Their view is big govt needs big taxes for big spending and big IRS steals people’s hard earned money. No counterpoint or evidence will ever persuade them otherwise because it’s a core belief that is largely beyond questioning.
All enforcement is underfunded except the armed law enforcement against citizens. The enforcement of laws and corporations should be beefed up. And the start from big to small. Now enforcement just focusses on small companies as they don’t have big legal teams and can be bullied into submission.
The private sector generates profits, which can then be translated into passive incomes for lenders and dividend recipients. The public sector isn’t explicitly designed to provide steadily increasing passive incomes to American plutocrats. That’s the big difference.
Laws are for little people. The purpose of the IRS should be to make low-income tax credits and other poverty relief measures a political promise the smallest possible material benefit. It shouldn’t be to claw back profits from the plutocrat class. Government should exist to guarantee the collection of rents from the working class and defend the property of the landlord class by extracting additional rents from the working class.

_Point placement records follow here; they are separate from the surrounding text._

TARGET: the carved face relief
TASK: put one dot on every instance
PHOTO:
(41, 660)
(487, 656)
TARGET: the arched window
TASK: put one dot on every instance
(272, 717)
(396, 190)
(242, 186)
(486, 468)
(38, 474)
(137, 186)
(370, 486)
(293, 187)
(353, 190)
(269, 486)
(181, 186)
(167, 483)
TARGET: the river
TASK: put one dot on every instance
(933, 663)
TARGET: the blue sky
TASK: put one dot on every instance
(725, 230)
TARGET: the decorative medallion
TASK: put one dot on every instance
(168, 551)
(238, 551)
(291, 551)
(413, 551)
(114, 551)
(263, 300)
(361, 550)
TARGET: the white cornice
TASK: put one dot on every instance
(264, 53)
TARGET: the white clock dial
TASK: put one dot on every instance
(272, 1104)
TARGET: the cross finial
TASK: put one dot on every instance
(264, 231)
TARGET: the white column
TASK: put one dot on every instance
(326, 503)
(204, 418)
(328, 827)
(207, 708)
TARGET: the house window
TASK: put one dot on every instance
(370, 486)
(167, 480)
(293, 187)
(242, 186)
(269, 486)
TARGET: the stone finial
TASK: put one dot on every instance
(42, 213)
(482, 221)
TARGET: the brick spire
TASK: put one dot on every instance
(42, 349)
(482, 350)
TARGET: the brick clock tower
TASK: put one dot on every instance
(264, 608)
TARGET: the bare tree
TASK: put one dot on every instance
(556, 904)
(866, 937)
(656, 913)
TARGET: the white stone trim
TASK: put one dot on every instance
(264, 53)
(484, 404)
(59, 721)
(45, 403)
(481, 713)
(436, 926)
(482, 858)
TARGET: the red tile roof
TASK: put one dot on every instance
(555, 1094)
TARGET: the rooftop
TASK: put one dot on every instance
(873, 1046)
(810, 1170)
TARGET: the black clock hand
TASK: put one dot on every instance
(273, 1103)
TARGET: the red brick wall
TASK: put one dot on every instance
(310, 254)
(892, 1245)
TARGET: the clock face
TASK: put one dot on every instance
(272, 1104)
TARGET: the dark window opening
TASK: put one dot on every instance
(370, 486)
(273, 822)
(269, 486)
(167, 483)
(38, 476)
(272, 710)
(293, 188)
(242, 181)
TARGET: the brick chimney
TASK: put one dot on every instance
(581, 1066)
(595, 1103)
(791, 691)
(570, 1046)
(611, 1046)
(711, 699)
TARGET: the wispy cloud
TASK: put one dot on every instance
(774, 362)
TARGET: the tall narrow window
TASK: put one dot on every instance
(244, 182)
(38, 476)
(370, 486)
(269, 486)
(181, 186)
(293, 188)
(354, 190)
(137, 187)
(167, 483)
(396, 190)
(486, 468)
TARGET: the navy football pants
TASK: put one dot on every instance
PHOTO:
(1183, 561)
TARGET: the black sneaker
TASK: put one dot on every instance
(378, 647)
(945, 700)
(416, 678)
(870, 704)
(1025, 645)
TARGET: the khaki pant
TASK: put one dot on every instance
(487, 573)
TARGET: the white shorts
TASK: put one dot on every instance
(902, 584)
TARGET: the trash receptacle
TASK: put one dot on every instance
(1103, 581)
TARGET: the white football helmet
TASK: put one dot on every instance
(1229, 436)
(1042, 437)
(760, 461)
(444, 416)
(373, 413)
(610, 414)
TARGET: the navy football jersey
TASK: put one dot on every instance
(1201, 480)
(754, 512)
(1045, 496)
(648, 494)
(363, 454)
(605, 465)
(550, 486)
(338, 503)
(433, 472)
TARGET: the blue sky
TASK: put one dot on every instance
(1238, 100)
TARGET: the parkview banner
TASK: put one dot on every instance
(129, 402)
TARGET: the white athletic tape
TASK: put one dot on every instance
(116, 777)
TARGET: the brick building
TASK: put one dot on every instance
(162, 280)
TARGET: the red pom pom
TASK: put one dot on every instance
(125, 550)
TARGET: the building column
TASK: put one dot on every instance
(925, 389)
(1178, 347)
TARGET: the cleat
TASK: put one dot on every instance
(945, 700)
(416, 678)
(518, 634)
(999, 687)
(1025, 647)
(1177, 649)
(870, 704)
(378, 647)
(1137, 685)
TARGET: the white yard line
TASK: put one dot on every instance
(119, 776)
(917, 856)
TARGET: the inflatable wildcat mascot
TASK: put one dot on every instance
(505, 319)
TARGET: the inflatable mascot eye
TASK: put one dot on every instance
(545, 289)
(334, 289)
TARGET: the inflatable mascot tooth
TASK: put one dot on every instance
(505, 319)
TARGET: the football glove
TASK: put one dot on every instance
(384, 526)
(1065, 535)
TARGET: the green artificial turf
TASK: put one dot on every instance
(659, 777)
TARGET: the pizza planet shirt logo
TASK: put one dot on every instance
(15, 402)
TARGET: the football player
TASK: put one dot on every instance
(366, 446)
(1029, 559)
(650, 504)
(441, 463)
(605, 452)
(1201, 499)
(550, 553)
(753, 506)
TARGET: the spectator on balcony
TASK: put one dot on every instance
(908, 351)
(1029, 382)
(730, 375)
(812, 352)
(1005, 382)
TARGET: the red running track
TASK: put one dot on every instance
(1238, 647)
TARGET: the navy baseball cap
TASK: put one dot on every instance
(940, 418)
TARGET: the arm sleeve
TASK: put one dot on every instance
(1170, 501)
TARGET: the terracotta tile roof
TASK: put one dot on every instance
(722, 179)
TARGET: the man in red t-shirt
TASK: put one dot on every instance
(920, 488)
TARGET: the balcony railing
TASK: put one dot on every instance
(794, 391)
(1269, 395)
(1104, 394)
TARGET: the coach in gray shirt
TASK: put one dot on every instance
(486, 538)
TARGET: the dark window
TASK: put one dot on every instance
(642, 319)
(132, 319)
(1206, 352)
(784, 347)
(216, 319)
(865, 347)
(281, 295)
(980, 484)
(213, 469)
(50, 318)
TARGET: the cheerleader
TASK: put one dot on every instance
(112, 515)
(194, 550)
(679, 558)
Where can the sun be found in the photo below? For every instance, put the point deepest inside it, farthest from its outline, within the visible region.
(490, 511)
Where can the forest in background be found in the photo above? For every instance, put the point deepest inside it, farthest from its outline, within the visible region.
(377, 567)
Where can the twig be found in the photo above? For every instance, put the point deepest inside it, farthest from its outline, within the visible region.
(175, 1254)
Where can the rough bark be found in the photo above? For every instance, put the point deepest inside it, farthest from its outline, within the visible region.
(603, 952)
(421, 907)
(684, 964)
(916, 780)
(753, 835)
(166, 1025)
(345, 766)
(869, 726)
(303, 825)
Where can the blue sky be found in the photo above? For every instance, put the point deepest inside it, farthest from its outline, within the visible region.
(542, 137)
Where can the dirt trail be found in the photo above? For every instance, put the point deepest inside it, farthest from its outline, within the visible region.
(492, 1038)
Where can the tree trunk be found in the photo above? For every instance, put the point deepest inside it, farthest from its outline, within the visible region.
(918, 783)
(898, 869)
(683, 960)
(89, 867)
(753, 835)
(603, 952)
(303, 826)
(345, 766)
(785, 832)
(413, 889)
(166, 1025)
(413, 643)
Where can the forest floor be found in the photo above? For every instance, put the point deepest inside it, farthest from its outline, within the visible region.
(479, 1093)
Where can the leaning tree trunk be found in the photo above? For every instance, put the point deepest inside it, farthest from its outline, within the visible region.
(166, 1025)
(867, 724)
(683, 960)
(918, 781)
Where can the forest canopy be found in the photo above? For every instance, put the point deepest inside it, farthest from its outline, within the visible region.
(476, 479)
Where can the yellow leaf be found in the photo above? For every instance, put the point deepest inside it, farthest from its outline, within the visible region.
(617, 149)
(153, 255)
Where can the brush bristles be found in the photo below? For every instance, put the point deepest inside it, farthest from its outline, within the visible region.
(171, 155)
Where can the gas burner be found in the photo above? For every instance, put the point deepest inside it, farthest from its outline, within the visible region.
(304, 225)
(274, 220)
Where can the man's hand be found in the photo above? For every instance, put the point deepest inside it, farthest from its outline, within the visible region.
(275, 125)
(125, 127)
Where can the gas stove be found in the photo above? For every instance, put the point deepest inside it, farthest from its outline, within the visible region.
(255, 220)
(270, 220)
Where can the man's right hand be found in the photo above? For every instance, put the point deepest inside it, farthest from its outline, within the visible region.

I’m confused, you think the IRS should be protecting the wealthy from the working class?
You can make a more basic stripped down tax code that’s still fair. What I’d like to see is instead of a stepped progressive tax rate, tax each dollar based on a function that approaches 100% somewhere around a million dollars. So maybe you can get another dollar by taking the next million, then one more by taking ten million, then the next one by taking a hundred million.